Preferably, liquid triglycerides of vegetable origin, in particular the oils chosen from avocado oil, olive oil, camellia oil, lime, are used as liquid esters which can be used according to the invention. apricot kernel oil, and mixtures thereof and esters of C4-C22 di- or tricarboxylic acids and C1-C22 alcohols, in particular 1,3-propanediol dicaprylate.

By fatty acid is meant a non-salified fatty acid, that is to say that the fatty acid must not be in the form of generally soluble soap, that is to say that it must not be salified by a base.

More particularly, the liquid fatty acids that may be used according to the invention are chosen from acids of formula RCOOH, where R is a saturated or unsaturated radical, linear or branched, preferably containing from 7 to 39 carbon atoms.

Preferably, R is a C7-C29 alkyl or C7-C29 alkenyl group, more preferably a C12-C24 alkyl or C12-C24 alkenyl group; R may be substituted by one or more hydroxy groups and / or one or more carboxyl groups.

Preferably, the liquid fatty acid or acids are chosen from oleic acid, linoleic acid and isostearic acid.

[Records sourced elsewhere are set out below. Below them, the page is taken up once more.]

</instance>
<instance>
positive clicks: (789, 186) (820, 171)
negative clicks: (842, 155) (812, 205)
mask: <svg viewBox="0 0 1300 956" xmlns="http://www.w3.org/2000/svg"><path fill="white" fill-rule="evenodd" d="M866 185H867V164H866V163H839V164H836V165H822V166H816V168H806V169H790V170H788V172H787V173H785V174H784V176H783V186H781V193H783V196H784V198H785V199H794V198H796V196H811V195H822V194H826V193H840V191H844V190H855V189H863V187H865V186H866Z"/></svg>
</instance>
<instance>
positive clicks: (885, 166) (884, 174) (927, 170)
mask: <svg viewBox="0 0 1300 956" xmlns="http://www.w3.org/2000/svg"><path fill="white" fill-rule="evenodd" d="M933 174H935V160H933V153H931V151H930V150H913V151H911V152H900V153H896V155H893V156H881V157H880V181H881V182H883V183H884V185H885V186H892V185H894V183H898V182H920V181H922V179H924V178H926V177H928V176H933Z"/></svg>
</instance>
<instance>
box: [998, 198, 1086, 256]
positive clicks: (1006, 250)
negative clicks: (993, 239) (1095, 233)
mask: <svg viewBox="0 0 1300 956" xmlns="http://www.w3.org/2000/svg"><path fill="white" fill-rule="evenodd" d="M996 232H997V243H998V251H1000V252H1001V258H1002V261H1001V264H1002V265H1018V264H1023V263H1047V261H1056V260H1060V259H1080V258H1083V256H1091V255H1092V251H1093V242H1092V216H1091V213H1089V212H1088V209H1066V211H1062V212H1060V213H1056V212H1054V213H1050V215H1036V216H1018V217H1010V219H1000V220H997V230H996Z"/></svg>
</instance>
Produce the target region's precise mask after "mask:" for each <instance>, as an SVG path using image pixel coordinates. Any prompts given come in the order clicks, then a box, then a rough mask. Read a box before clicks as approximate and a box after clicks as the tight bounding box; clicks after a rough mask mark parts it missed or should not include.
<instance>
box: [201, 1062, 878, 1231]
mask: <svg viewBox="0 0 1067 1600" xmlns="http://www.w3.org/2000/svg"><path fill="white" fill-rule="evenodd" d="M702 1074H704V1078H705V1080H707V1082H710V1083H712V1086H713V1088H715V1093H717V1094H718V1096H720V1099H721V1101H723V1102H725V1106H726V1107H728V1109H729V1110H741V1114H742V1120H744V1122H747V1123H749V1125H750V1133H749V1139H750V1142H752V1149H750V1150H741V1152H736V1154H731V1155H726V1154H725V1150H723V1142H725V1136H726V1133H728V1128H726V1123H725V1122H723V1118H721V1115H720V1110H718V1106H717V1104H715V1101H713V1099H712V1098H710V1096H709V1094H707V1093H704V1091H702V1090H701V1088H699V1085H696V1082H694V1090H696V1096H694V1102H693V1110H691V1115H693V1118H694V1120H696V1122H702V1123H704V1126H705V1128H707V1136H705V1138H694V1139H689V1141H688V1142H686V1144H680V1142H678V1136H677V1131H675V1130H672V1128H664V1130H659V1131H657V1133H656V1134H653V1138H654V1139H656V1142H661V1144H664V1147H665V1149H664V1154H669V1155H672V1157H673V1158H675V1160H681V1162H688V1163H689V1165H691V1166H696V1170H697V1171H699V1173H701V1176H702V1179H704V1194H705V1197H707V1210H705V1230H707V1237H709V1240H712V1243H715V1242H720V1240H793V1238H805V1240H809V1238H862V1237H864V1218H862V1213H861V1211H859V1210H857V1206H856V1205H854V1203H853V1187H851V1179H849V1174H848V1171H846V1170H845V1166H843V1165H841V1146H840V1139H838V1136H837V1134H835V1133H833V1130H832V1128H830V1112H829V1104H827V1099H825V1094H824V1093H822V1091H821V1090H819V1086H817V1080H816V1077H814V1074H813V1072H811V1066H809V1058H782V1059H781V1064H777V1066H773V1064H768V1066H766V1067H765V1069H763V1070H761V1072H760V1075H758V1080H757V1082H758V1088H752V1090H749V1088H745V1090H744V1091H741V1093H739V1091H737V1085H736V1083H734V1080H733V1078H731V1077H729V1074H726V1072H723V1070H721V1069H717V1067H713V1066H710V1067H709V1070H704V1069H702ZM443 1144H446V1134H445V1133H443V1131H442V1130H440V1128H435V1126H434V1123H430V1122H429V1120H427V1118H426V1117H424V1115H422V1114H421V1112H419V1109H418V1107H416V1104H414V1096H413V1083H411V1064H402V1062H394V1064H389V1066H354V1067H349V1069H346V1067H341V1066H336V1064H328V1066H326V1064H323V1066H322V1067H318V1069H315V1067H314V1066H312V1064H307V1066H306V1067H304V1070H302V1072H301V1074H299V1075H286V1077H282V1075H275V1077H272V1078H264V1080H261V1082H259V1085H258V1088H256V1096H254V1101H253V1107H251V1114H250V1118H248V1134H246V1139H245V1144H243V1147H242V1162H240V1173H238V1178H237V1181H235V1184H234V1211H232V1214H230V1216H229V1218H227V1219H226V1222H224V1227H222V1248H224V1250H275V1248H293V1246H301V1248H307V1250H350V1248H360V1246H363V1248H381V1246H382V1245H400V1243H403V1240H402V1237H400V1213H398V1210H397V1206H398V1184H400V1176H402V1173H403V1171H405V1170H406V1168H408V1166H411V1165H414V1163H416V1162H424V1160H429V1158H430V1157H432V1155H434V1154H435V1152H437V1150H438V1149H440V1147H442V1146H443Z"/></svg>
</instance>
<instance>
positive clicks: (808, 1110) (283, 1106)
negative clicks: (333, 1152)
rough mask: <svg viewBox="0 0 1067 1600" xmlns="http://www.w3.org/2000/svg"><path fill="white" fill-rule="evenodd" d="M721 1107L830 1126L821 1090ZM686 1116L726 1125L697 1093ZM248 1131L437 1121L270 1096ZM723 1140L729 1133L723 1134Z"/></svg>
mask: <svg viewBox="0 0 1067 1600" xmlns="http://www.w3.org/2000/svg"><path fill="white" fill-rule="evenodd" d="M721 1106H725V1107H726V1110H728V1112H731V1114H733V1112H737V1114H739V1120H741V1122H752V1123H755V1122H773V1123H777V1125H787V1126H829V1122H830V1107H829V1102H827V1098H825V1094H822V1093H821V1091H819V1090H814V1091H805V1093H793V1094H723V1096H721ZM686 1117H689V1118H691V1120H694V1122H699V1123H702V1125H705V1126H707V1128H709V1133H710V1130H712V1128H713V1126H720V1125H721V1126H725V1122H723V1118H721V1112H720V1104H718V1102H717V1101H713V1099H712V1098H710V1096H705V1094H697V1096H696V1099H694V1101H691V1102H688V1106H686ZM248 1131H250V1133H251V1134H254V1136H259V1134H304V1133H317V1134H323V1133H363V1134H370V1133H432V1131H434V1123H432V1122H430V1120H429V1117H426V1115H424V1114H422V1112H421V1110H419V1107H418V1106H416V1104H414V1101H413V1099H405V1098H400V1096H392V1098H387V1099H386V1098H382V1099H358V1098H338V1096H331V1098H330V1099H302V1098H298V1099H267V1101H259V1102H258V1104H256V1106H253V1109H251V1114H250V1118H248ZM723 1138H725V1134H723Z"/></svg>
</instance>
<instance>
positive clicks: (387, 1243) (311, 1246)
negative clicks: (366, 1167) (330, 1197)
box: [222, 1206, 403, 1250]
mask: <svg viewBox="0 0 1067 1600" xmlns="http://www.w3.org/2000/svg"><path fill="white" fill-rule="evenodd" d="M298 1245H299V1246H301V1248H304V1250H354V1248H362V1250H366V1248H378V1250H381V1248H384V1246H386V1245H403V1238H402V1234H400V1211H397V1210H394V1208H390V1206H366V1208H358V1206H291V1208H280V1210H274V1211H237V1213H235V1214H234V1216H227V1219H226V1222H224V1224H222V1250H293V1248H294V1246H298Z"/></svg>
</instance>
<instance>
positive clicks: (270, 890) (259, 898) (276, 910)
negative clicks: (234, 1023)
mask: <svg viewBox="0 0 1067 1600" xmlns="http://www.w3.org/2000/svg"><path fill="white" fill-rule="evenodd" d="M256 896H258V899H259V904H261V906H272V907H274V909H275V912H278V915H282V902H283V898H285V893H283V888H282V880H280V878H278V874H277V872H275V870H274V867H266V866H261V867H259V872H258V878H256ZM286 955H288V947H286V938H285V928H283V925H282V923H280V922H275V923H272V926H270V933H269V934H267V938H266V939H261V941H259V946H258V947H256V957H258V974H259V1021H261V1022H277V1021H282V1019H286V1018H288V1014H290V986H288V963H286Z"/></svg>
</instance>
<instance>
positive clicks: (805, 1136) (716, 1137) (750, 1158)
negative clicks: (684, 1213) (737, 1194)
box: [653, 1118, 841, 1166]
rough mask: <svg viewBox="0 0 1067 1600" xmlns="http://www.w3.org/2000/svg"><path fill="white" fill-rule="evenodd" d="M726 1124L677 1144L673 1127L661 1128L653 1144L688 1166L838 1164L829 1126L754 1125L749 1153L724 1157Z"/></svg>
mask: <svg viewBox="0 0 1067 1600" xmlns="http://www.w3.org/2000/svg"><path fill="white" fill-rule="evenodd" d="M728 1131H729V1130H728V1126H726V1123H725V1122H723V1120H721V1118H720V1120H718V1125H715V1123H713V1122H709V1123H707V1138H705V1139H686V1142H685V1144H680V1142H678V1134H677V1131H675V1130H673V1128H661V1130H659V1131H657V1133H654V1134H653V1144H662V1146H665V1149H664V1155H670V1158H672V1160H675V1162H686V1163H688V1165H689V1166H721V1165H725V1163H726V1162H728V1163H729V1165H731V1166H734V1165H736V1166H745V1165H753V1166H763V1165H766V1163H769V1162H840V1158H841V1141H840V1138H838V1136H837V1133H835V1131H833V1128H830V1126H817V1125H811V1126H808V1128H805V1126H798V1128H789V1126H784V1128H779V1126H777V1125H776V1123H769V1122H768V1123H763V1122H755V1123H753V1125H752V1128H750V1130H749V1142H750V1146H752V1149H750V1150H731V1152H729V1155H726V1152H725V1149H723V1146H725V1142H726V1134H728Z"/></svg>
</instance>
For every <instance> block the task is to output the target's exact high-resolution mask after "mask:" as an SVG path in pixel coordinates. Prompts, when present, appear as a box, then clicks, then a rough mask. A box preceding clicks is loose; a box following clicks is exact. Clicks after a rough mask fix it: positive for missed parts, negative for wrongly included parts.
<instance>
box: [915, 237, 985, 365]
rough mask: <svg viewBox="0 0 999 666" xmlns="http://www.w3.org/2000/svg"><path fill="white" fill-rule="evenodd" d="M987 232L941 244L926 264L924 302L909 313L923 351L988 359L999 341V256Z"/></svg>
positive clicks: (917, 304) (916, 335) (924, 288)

The fatty substance (s) that may be used in the compositions used in the process of the invention may also be chosen from non-liquid fatty substances at room temperature (25 ° C.) and at atmospheric pressure (760 mmHg, ie 1.013 × 10 5 Pa). ).

By non-liquid fats, is preferably meant a solid compound or a compound having a viscosity greater than 2 Pa.s at a temperature of 25 ° C and a shear rate of 1 s'1.

More particularly, non-silicone "non-liquid" fatty substances are chosen from fatty alcohols, fatty acid esters and / or fatty alcohol esters, non-silicone waxes, amines and fatty, non-liquid ethers and preferably solid.

More particularly, the non-liquid fatty alcohols that can be used according to the invention are chosen from saturated or unsaturated, linear or branched alcohols having from 8 to 30 carbon atoms.

For example, cetyl alcohol, stearyl alcohol and their mixture (cetylstearyl alcohol) may be mentioned. More particularly, cetylstearyl alcohol is used.

The fatty acid ester (s) and / or non-liquid fatty alcohol (s) that can be used according to the invention are generally chosen from solid esters derived from C 9 -C 26 fatty acids and from C 9 -C 26 fatty alcohols.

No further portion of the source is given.